Configuration reduction to reach sub-nanometer scale

Tom van de Ven
Technology Pioneers
3 min readNov 4, 2022

The machines used in the semiconducter industry play their game in the world of nanometers and creep towards Angstroms. Configurations of these machines take into account 100’s of paramters. A great environment to work with configuration reduction. The theory of configuration reduction with evolutionary algorithms is explained in part 1 of this article series.

Angstrom sized client case in the semiconductor industry

The chips and memory modules you use in your laptop or mobile phone are made from silicon. The manufacturing process for creating chips on a nanometre scale is mind boggling accurate. Chip manufacturers like Intel or QUALCOMM have multiple machines that can positioning layer upon layer within a chip with nanometre precision and with a volume that tries to keep up with current demand. These are so called lithographic machines. These machines communicate with a variety of other machines in a chip making factory. Pieces of silicon enter the factory and after multiple pass throughs the finalised chips exit the factory. A process that goes on 24/7 with that nanometre accuracy.
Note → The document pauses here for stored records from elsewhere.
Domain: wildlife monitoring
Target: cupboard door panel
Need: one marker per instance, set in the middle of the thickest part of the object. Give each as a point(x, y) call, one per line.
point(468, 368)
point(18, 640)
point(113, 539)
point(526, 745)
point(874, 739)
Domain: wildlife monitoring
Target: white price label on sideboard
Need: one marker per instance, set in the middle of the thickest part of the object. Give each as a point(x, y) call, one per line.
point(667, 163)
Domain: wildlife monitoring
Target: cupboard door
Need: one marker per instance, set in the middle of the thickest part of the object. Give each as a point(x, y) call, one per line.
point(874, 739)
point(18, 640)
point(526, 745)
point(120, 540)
You can imagine that a software update for the lithographic machines in a factory is frowned upon. In order to keep the factory running smoothly they want as little disturbances as possible. If there is an update needed, the factory wants to have the confidence that the update is working in their factory, with their specific setup and configuration.

Empirical data

There are up to 1000 parameters that can be set on one machine in a factory. The combination with other machines throws even more variables to this mix. Setting up a test environment that covers not only the situation of Intel and QUALCOMM but also all the other factories these lithography machines operate in, is a big challenge. Brute force calculation to come up with 5 test environments that cover as much of an installed base of 800–1000 machines is just not possible (as shown in the beginning of this article; in the order of magnitude billions of years of calculating power is needed).
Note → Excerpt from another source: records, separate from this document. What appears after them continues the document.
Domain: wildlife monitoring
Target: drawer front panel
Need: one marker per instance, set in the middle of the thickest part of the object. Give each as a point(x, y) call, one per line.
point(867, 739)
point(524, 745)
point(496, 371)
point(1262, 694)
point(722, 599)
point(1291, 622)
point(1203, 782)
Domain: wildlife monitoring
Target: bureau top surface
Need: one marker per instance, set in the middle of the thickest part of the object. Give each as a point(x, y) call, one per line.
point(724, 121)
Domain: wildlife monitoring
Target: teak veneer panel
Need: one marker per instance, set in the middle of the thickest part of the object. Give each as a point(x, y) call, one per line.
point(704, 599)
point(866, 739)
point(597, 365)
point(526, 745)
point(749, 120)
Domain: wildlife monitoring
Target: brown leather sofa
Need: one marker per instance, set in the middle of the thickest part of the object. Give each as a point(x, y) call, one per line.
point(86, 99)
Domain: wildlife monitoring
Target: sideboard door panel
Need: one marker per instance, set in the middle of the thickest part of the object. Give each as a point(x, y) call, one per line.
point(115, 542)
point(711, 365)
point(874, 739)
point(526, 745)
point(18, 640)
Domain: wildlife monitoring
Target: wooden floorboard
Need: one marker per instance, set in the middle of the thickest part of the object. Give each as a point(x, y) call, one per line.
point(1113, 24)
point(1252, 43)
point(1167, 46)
This is where AI comes into play. We use an evolutionary algorithm to realise two things:

- calculate a set of 1000 parameters that is representative for the installed base

- a working combination of parameters

The evolutionary algorithm is particularly useful in this situation. Evolutionary algorithms give good approximate solutions to problems that cannot be solved easily using other techniques. Many optimisation problems fall into this category. It is too computationally intensive to find an exact solution, but a near-optimal solution is sufficient. This is exactly what we want here.
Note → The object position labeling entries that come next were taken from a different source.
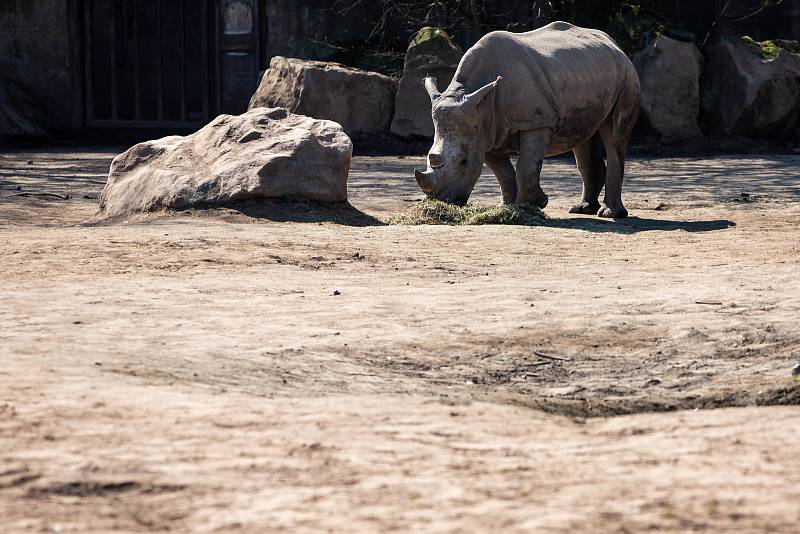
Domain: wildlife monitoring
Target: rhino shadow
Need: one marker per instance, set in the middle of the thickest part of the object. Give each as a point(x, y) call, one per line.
point(633, 225)
point(303, 211)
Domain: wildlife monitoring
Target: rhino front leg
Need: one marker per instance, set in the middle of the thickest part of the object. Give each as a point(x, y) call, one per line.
point(506, 175)
point(532, 148)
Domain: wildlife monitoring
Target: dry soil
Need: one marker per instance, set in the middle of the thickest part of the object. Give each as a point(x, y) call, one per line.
point(287, 367)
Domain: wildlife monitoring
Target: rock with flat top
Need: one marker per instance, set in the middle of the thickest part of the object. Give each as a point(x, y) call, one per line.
point(361, 101)
point(264, 153)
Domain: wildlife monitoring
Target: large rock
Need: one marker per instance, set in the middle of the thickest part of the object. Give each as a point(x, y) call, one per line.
point(748, 93)
point(264, 153)
point(362, 102)
point(669, 72)
point(431, 53)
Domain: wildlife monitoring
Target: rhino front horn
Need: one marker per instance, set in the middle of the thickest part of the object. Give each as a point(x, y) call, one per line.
point(425, 180)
We explained in the search for the optimal configuration set (chapter 2.2) how we come to a set of configurations.

For our customer in the lithographic industry, we have used this algorithm to create a set of 5 representative test environments. It has a 93% coverage of the installed base. The calculation time to get to this test set is in the order of magnitude of a couple of minutes.

Conclusion

An evolutionary algorithm is great mechanism for computationally intensive problems with big populations. A 1000 parameter problem with an installed base of roughly 1000 devices can be covered with 5 test environments up to 93%. The calculation time is 10 minutes at most.

With brute force calculations a 100% coverage is possible. The calculation time would then be near infinite. In this case the evolutionary algorithm is best alternative for generating test environments. Running automated test sets in these 5 environments gives confidence that a chip manufacturer can update the software of lithography machines not breaking production.